One of Birmingham’s strategic priorities is to be a healthier city. Birmingham has the third highest rate of obesity in the UK: over 25% of its population are obese. Unfortunately children are no exception, which is one particular concern because obesity in childhood tracks into adulthood with all its associated risks. A survey in 2006 showed that 12% of 5 year olds in Birmingham and the West Midlands are overweight and around 10% obese. At age 11, 40% are either overweight or obese, with up to 60% in the Edgbaston ward. Obesity is dangerous it is associated with a high risk of developing type 2 diabetes, hypertension, coronary artery disease and hyperlipidaemia. Additionally on average being obese decreases life expectancy by around 10 years. The participants agreed, this is an issue that should be tackled by educating the children in school, who can then, if necessary educate their parents about healthy nutrition. City Kitchen Chef Wayne Edge was particularly keen to emphasise this at the City Kitchen visit.

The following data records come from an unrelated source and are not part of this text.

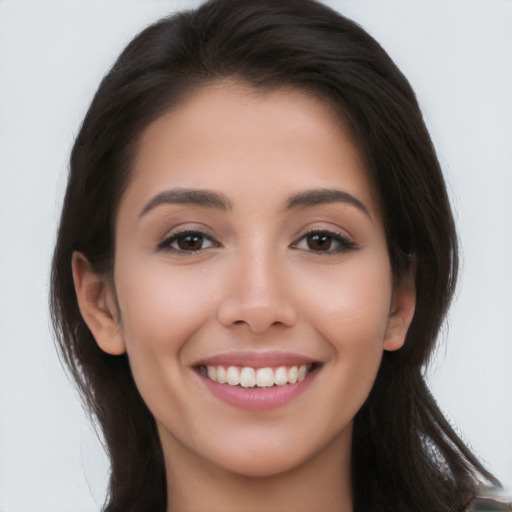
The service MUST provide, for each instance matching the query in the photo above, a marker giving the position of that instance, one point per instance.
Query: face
(249, 246)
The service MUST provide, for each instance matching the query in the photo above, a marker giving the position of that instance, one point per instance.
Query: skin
(257, 283)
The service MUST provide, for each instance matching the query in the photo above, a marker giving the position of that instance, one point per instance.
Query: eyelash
(344, 243)
(166, 244)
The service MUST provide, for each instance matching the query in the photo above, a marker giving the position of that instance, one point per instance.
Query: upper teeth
(248, 377)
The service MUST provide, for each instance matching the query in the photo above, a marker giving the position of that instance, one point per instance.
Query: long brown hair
(405, 456)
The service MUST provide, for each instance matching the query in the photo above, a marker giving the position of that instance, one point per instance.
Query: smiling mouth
(248, 377)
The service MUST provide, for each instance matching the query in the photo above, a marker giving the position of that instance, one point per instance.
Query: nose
(258, 295)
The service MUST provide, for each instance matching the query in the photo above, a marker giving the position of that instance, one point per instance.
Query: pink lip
(258, 399)
(255, 359)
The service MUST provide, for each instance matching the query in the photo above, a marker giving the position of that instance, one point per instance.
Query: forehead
(244, 142)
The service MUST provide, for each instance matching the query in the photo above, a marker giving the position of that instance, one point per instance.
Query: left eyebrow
(324, 196)
(198, 197)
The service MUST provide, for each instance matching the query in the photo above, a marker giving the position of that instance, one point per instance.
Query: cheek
(349, 306)
(161, 308)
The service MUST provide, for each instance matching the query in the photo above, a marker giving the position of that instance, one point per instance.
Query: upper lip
(256, 359)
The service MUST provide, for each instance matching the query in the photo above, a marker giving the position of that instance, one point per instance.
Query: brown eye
(319, 242)
(188, 241)
(326, 242)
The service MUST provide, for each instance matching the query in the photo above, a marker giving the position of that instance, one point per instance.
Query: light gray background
(457, 55)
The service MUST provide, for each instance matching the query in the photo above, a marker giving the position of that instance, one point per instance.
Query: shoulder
(489, 504)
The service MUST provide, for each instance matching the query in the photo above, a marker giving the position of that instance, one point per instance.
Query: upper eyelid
(165, 242)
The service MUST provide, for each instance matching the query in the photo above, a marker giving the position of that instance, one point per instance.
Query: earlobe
(97, 304)
(401, 314)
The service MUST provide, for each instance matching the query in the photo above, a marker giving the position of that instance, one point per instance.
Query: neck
(319, 484)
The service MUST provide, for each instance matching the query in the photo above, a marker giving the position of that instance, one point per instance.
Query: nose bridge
(258, 293)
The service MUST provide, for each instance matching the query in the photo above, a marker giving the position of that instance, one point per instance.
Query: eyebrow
(324, 196)
(211, 199)
(204, 198)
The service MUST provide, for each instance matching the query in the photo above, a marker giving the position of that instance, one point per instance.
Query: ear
(403, 304)
(98, 306)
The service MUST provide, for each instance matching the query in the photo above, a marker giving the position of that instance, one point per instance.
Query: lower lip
(258, 399)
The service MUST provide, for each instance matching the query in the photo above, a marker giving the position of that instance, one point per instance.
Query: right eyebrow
(199, 197)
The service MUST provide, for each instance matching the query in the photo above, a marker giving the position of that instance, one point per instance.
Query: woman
(255, 257)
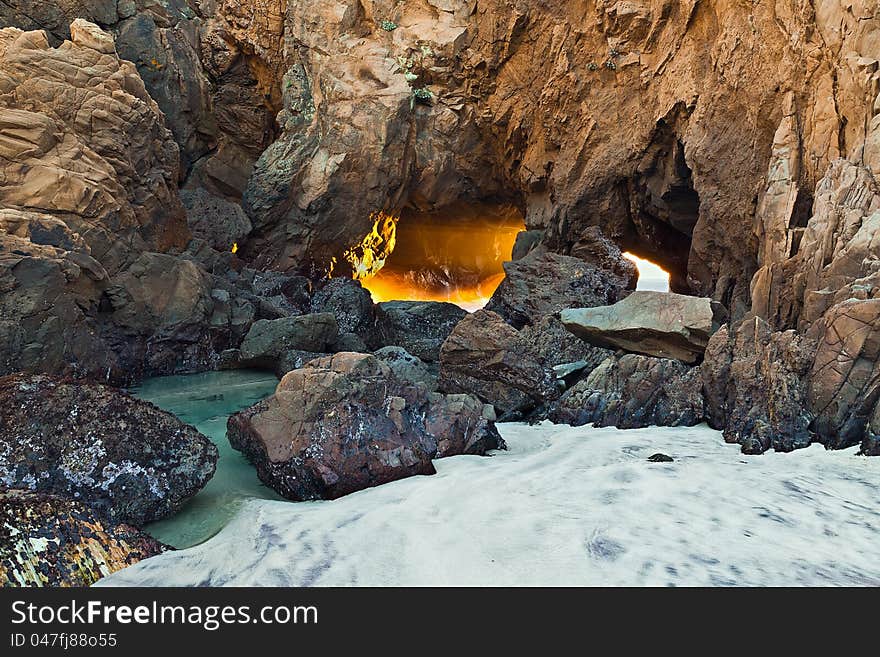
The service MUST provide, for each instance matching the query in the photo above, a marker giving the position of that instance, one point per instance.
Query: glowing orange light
(455, 255)
(651, 276)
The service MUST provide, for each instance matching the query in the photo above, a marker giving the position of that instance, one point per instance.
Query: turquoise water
(206, 401)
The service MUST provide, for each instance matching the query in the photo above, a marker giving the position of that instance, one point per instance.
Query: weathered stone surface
(419, 327)
(219, 222)
(113, 181)
(633, 391)
(485, 357)
(544, 283)
(269, 339)
(844, 381)
(47, 540)
(124, 458)
(755, 383)
(650, 323)
(345, 423)
(352, 306)
(407, 367)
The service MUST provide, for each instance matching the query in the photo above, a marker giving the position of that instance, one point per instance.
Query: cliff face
(656, 120)
(736, 144)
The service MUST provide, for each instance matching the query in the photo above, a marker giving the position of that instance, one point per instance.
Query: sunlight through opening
(651, 276)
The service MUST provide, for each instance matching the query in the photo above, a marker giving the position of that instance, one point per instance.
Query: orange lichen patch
(454, 255)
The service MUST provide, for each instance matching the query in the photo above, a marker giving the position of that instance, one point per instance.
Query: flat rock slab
(657, 324)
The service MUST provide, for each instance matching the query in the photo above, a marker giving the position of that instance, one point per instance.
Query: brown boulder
(650, 323)
(631, 392)
(344, 423)
(47, 540)
(544, 283)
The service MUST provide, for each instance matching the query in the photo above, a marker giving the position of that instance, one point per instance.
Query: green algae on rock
(49, 541)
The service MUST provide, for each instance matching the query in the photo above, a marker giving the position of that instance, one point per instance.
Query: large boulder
(407, 367)
(420, 327)
(633, 391)
(219, 222)
(544, 283)
(268, 340)
(123, 457)
(650, 323)
(485, 356)
(46, 540)
(112, 180)
(344, 423)
(352, 306)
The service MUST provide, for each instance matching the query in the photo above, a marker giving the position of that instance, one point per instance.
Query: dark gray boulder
(346, 422)
(123, 457)
(632, 391)
(650, 323)
(544, 283)
(420, 327)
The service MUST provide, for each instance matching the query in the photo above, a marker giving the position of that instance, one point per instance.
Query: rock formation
(51, 541)
(346, 422)
(650, 323)
(631, 392)
(124, 458)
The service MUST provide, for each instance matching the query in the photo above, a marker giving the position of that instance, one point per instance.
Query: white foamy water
(565, 506)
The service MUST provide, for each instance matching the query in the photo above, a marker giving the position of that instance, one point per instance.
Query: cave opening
(652, 277)
(664, 210)
(455, 254)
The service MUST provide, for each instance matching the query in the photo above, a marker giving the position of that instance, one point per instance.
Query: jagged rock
(219, 222)
(407, 367)
(631, 392)
(755, 383)
(269, 339)
(844, 381)
(294, 359)
(349, 342)
(419, 327)
(544, 283)
(650, 323)
(351, 305)
(554, 345)
(345, 423)
(47, 540)
(113, 181)
(526, 242)
(124, 458)
(484, 356)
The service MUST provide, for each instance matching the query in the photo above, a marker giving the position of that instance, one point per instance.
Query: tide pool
(206, 401)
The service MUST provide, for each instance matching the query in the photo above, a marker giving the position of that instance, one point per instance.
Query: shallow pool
(206, 401)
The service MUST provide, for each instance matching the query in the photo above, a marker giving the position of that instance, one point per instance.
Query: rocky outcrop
(650, 323)
(124, 458)
(485, 356)
(631, 392)
(544, 283)
(407, 367)
(755, 382)
(419, 327)
(112, 181)
(47, 540)
(345, 423)
(352, 307)
(268, 340)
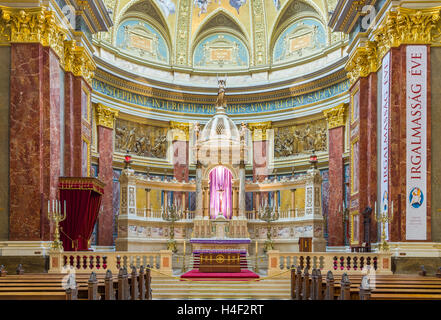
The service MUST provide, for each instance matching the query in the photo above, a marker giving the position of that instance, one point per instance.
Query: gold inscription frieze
(140, 139)
(403, 26)
(302, 138)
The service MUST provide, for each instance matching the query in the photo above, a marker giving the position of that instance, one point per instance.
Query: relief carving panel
(140, 139)
(302, 138)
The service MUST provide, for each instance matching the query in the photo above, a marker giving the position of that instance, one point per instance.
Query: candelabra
(383, 219)
(56, 215)
(171, 214)
(268, 214)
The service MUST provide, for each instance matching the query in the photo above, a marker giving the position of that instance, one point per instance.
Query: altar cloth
(243, 275)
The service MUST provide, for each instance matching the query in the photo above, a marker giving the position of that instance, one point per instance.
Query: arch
(220, 19)
(146, 30)
(291, 11)
(221, 22)
(151, 11)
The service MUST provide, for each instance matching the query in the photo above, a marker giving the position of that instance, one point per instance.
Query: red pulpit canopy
(83, 200)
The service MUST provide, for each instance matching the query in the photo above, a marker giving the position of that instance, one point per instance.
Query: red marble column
(397, 144)
(105, 165)
(180, 166)
(69, 127)
(34, 139)
(371, 160)
(336, 184)
(82, 129)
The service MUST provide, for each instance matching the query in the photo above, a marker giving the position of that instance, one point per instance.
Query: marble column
(147, 202)
(293, 203)
(242, 190)
(235, 202)
(180, 138)
(105, 117)
(199, 198)
(336, 126)
(260, 144)
(34, 153)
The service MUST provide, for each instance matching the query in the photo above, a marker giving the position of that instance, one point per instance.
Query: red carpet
(244, 274)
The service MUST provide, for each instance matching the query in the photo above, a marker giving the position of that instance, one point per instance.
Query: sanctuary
(215, 140)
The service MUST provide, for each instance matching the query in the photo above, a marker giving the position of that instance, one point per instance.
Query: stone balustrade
(351, 263)
(100, 262)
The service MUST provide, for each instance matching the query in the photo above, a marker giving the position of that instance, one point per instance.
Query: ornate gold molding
(259, 130)
(39, 25)
(78, 61)
(336, 116)
(180, 131)
(32, 25)
(105, 116)
(403, 26)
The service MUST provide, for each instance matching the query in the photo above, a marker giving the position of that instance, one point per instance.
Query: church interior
(280, 148)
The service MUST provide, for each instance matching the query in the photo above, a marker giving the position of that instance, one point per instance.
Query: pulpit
(83, 200)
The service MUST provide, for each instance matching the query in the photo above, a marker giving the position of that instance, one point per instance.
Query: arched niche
(138, 37)
(154, 12)
(302, 38)
(221, 51)
(220, 43)
(291, 13)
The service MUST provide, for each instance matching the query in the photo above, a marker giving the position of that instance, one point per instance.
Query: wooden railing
(100, 262)
(351, 263)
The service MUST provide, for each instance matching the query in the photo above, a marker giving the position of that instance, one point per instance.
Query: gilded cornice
(147, 89)
(78, 61)
(105, 116)
(180, 130)
(336, 116)
(403, 26)
(38, 25)
(32, 25)
(259, 130)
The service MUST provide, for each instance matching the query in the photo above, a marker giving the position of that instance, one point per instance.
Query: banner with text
(384, 146)
(416, 143)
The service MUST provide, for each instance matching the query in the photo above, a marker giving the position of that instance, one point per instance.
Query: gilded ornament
(336, 116)
(259, 130)
(105, 116)
(403, 26)
(180, 131)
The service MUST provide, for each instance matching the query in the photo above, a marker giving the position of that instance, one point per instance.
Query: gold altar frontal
(219, 262)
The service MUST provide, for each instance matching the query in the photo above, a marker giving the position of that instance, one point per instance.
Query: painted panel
(301, 39)
(232, 108)
(140, 39)
(220, 51)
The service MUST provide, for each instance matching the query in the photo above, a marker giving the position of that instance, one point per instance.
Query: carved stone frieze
(403, 26)
(140, 139)
(302, 138)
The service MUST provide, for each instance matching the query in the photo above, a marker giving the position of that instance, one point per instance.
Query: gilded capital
(336, 116)
(32, 25)
(180, 130)
(403, 26)
(259, 130)
(78, 61)
(105, 116)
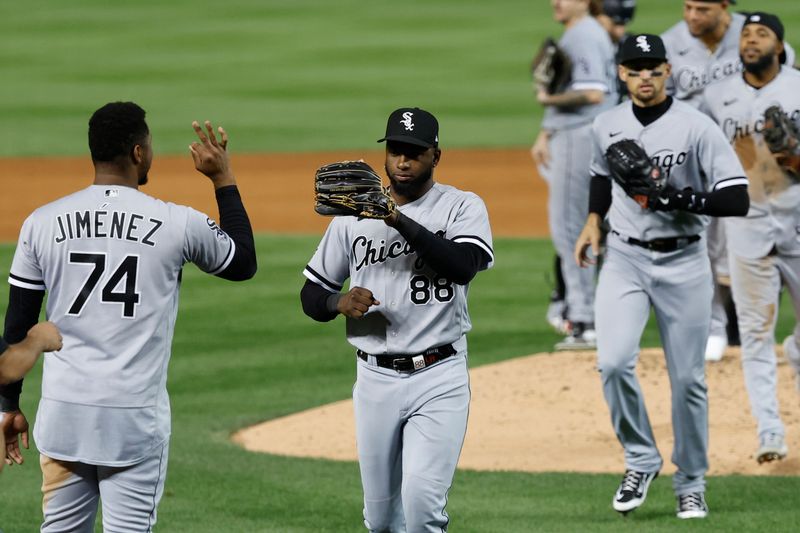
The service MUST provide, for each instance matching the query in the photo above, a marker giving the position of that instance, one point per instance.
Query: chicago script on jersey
(365, 253)
(104, 225)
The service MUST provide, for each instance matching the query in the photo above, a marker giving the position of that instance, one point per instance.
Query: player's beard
(410, 189)
(762, 64)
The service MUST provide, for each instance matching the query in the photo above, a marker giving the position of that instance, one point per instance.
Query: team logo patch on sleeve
(213, 227)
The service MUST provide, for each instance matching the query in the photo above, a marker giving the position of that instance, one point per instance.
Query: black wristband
(9, 396)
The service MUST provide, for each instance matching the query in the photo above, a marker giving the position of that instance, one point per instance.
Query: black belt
(411, 362)
(663, 245)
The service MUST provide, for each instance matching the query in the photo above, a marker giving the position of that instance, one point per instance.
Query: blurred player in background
(562, 151)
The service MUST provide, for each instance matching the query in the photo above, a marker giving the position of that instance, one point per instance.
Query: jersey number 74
(127, 270)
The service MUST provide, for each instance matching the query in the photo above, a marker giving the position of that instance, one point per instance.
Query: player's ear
(137, 154)
(779, 48)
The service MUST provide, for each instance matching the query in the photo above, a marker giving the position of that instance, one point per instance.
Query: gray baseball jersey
(110, 259)
(694, 67)
(690, 149)
(774, 195)
(419, 309)
(593, 68)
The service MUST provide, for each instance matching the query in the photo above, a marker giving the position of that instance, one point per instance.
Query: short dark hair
(115, 129)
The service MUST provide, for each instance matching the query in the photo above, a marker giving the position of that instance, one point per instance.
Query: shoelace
(691, 502)
(631, 481)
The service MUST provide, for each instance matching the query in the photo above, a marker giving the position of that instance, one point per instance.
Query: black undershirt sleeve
(24, 306)
(599, 195)
(730, 201)
(318, 302)
(234, 221)
(458, 262)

Another issue discussed was: can healthy food be grown in polluted cities? As a solution for this, city gardens were suggested and participants from cities that already work with projects like this, shared information how this works and how it is being managed.
Waste and recycling is an issue in every city that was represented at the meeting and there are very different, interesting and inspiring solutions. One of them was a practice in Venice, where people can refill their water bottles in public for free, in order to reduce plastic waste.
The networks ultimate goal to identify policy recommendations and funding priorities will help ensure a longer and healthier life of European citizens.